A weaker U.S. dollar has also helped paint the bullish picture; and with a rally today, gold will extend its winning streak to nine trading sessions – a nine-month high for the precious metal. Gold traded as high as $1,007.70 an ounce yesterday, the highest price since March 2008.
“The dollar remains the key factor determining gold’s direction,” Pradeep Unni, an analyst at Richcomm Global Services in Dubai, said in an analyst report. “If the dollar continues to be pressured by investors selling it to buy riskier assets, bullion could extend gains. If gold can keep above $1,000 this week, it may pave the way for a test of the record.”

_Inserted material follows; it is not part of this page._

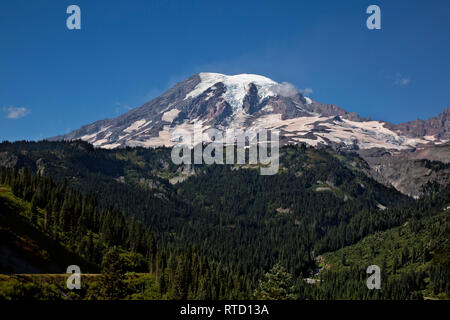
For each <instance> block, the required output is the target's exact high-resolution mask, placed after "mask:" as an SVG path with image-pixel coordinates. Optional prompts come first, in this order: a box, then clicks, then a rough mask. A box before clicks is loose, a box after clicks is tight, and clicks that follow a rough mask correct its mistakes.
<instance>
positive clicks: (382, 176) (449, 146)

The run-up in gold prices can also be attributed to the popularity of gold ETFs, otherwise known as Exchange Traded Funds. According to UBS, gold ETF holdings have surged 42% globally, or 16 million ounces, since the beginning of 2009 as investors flock toward tangible assets amid inflationary fears. The ETFs now hold a total of 54.23 million ounces of gold, close to last year’s total world production.
“Clearly part of this [run-up in gold] is concern about further weakness in the dollar,” said Daniel Smith, an analyst at Standard Chartered to Reuters. “People are piling into gold in all sorts of different ways, both consumers and investors.”
Smith added that a more cautious tone to the wider markets, after a rally in asset prices over the summer months, and expectations China may move to diversify its foreign exchange holdings away from the dollar were also lending support to the precious metal.
“Our view is that [gold] will keep pushing higher over the next few weeks and toward the end of the year, and that it will actually break through the previous high,” he said.
Barrick Gold Cuts Hedges
Gold prices also rallied yesterday off of an announcement from the world’s largest gold miner, Barrick Gold, that it plans to eliminate its outstanding fixed-price gold hedges and a proportion of its floating hedges.
According to Reuters, miners used to hedge by selling forward their unmined production as a means to lock in prices. However, as prices have risen in recent years, they have tended to de-hedge, or cut back their hedged positions, to take advantage of price gains.
Barrick (ABX:NYSE) also added that it plans to record $5.6 billion in third-quarter costs to eliminate the hedges as it bets that bullion prices will climb. The company said it had contracts for 9.5 million ounces of gold as of Sept. 7.